That isn’t an attempt to minimize Prescott’s abilities because he truly is a great quarterback, assuming he has all of the requisite pieces around him—an elite offensive line, great receivers and a sledgehammer running back to balance things out.

However, there is no Super Bowl future for the Cowboys on Prescott’s arm alone. 

Perhaps Jones is leaning on the hope that Elliott will return to the team, similar to what happened with Smith back in 1993.

After holding out for two games, the Hall of Fame running back conceded and returned to claim another rushing title and help the Cowboys win a couple more Super Bowls. Yet, the Elliott situation could turn out very differently, depending on how long the 24-year-old rusher is willing to stand firm in this ongoing game of chicken.

Jones’ comments only served to pour more gasoline on a small fire and help turn it into a raging blaze. The pride element has now been put into play since Jones basically suggested the Cowboys could win without Elliott.

Being unsuccessful at negotiating a new contract is one thing, but it’s something else entirely to come back to the team after hearing the owner make those comments. Jones might have inadvertently extended Elliott’s holdout. 

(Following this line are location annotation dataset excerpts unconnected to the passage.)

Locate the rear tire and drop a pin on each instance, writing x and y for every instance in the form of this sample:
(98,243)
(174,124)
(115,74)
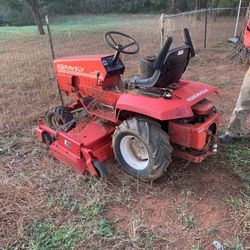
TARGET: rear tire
(142,148)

A bombastic approach doesn’t always work in a contractual dispute.

Perhaps the most unsettling part in the entire ordeal for Cowboys fans is the fact that Jones actually has a legitimate argument for not making Elliott the highest-paid running back in the league right away. 

There has been a long list of problematic incidents outside of football that would make any owner question whether the talent is worth the headache with Elliott, who recently avoided another suspension after being detained in handcuffs back in May, following an argument in a parking lot at the Electric Daisy Carnival in Las Vegas.

That incident came nearly two years after he was suspended six games by the NFL for violating the league’s personal conduct policy over allegations of domestic violence. There is also the recent bombshell news of an alleged cover-up and a car accident in 2017. 

Given the number of problems off the field, it would behoove the Cowboys to tread carefully at the negotiating table, especially with the pressing matter of extending both Prescott and wideout Amari Cooper’s expiring deals.

But they still don’t need Jones giving controversial soundbites and further alienating their superstar running back. 

In the meantime, the Cowboys will move on with business as usual from the site of their training camp in Oxnard, while Elliott kicks back on a beach somewhere 1,214 miles away in Cabo, contemplating whether he’s willing to rest on his laurels and put Jones’ words to the test.